Every event gets a ULID (a time-sortable unique ID) automatically — no need to generate one yourself.


2 — Redact private information before logging

from llm_toolkit_schema.redact import Redactable, RedactionPolicy, Sensitivity

policy = RedactionPolicy(min_sensitivity=Sensitivity.PII, redacted_by="policy:gdpr-v1")

# Wrap any string that might contain PII
prompt = Redactable("Call me at 555-867-5309", sensitivity=Sensitivity.PII)

result = policy.apply({"prompt": prompt})
# result["prompt"] → "[REDACTED by policy:gdpr-v1]"

Redactable is a string wrapper. You mark fields as sensitive at the point where they're created; the policy decides what to remove before the event is written to any log.


3 — Sign events for tamper-proof audit trails

from llm_toolkit_schema.signing import sign_event, verify_chain, AuditStream

# Sign a single event
signed = sign_event(event, org_secret="my-org-secret")

# Or build a chain — every event references the one before it,
# so any gap or modification is immediately detectable.
stream = AuditStream(org_secret="my-org-secret")
for e in events:
    stream.append(e)

is_valid, violations = verify_chain(stream.events, org_secret="my-org-secret")

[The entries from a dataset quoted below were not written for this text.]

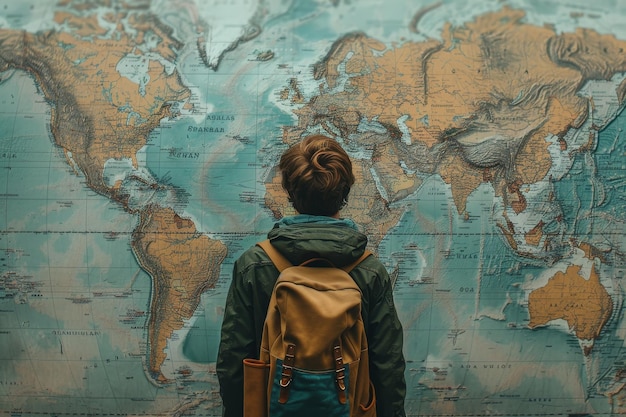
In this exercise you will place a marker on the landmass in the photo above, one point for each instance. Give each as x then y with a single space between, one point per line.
100 113
475 107
583 303
183 263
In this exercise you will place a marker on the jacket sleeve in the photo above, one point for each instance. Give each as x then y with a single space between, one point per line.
237 343
385 342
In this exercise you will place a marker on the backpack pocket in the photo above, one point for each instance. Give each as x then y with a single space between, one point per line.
311 394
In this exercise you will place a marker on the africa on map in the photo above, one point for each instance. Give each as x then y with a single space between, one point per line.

This is the same principle used in certificate chains and blockchain — each event's signature covers the previous event's signature, so you cannot alter history without breaking the chain.


4 — Export to anywhere

from llm_toolkit_schema.stream import EventStream
from llm_toolkit_schema.export.jsonl import JSONLExporter
from llm_toolkit_schema.export.webhook import WebhookExporter
from llm_toolkit_schema.export.otlp import OTLPExporter
from llm_toolkit_schema.export.datadog import DatadogExporter
from llm_toolkit_schema.export.grafana import GrafanaLokiExporter

stream = EventStream(events)

# Write everything to a local file
await stream.drain(JSONLExporter("events.jsonl"))

# Ship to your OpenTelemetry collector
await stream.drain(OTLPExporter("http://otel-collector:4318/v1/traces"))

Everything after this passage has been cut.